The passing reference appeared in one verse of the 1987 track. That came 20 years after The Royal Guardsmen vaguely evoked It’s The Great Pumpkin, Charlie Brown in none other than a Christmas track.
Snoopy’s fantasized feud with a German fighter pilot in World War I was not solely a Halloween item. It just made a natural choice of costume for the dog. And arguably the most famous of his imagined battles came in the 1966 Halloween TV special.
The Royal Guardsmen released a wholly holiday-free song, “Snoopy vs. The Red Baron,” one month after The Great Pumpkin premiered. The next year, they honored the 1914 Christmas Truce with a story of each character’s involvement in the brief ceasefire.
There was nothing wrong with that song, and 50 years later it is still fine. But it will only be so if radio stations have the common sense and courtesy to reserve “Snoopy’s Christmas” for the window between Black Friday and Boxing Day.

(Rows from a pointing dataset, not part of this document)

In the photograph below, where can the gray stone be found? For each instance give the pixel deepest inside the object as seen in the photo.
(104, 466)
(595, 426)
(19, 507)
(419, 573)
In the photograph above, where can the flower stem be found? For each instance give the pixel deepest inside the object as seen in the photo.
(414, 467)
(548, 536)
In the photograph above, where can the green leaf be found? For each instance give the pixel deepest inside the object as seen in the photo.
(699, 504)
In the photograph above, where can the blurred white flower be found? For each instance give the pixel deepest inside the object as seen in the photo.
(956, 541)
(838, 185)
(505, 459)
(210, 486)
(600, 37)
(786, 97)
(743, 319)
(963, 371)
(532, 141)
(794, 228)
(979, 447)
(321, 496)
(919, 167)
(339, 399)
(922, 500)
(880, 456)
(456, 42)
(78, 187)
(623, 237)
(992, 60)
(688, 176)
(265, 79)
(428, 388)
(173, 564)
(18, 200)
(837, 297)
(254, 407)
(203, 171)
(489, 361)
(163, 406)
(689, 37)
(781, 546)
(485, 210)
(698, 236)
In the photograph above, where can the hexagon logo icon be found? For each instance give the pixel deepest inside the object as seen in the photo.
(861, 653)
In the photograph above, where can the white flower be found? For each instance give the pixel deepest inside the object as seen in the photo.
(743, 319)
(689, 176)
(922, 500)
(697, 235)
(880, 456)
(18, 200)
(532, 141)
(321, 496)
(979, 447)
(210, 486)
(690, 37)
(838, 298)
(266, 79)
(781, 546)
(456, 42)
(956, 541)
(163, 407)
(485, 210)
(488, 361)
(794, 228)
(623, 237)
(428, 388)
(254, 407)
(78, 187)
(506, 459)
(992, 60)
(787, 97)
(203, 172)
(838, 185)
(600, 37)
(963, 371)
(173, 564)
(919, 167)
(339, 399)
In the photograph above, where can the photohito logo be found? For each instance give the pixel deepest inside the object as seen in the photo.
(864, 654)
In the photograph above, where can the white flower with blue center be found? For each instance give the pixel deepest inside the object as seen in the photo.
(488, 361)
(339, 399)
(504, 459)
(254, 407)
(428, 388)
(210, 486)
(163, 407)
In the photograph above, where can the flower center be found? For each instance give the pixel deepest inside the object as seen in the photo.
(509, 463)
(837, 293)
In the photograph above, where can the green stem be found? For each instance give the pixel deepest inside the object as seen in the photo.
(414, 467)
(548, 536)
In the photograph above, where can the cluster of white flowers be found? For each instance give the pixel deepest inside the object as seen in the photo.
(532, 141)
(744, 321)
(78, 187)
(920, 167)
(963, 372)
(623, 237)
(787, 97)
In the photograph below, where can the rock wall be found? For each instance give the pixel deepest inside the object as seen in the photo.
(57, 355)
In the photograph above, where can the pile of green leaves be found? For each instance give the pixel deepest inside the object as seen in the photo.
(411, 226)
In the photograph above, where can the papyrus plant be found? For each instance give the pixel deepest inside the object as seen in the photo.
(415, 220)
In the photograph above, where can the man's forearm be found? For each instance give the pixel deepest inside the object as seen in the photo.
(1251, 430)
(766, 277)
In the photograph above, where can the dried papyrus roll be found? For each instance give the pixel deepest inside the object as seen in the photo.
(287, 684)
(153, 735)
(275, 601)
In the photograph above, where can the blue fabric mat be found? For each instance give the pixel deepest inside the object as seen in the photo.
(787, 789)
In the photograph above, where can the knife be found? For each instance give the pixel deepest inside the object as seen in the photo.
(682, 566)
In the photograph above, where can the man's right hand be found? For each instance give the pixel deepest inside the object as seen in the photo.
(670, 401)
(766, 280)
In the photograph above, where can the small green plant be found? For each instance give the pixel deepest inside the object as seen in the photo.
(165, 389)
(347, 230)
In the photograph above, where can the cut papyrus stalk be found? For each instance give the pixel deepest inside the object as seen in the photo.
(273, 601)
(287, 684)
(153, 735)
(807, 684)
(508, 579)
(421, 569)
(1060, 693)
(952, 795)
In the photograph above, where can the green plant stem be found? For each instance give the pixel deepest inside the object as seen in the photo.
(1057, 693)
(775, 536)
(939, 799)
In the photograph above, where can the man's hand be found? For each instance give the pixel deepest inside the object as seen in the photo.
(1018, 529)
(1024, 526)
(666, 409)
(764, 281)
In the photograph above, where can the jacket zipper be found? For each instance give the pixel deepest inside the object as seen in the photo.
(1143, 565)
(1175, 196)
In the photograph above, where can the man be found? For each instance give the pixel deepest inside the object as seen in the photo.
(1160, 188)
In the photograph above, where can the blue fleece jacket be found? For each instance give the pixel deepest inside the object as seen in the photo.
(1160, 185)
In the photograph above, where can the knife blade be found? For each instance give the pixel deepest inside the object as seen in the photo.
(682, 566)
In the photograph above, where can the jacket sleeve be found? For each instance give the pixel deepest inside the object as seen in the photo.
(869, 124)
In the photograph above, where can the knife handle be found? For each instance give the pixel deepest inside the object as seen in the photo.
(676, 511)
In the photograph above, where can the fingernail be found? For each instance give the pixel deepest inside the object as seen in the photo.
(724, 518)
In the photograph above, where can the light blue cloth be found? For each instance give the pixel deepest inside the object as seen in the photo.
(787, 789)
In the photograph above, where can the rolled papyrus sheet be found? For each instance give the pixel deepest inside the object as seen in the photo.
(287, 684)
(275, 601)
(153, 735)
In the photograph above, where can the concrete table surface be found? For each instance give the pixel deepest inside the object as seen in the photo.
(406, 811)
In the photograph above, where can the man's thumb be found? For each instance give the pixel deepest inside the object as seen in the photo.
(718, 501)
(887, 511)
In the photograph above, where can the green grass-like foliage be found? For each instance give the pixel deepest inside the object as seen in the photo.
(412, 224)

As it is, Halloween is hurting for its fair share of the media calendar. The day for frightful figures has let the Christmas creep rob its real estate, and neither holiday benefits from that. The appetite for a winter wonderland gets harder to hold up for its proper date by the year.
With that said, there is no reason one cannot lend an extra meaning to the “share” in “fair share.”
It has been more than three decades since “Nature Trail to Hell” and “Halloween” came out. The utter dearth of pure Halloween entertainment underscores either a lack of incentive or an epidemic of autumnal songwriter’s block.
As long as the Christmas creep is kicking off its boots, we might as well enlist it to solve that standstill. Weird Al or a Weird Al wannabe would be the logical negotiator in bargaining to borrow the melodies the creep brings and repurposing them to a more month-appropriate effect.
What we need now is a Weird Al-type album under a banner along the lines of Happy Holiween. We need someone to pull a better Jack Skellington by Halloweenizing the imperious yuletide.
If the creep is to keep asserting itself in October, it should assimilate. It should learn to laugh at itself as we learn to laugh off its side effects. It needs a Halloween mask, and music is the most abundant, quality mask material it can bring to the party.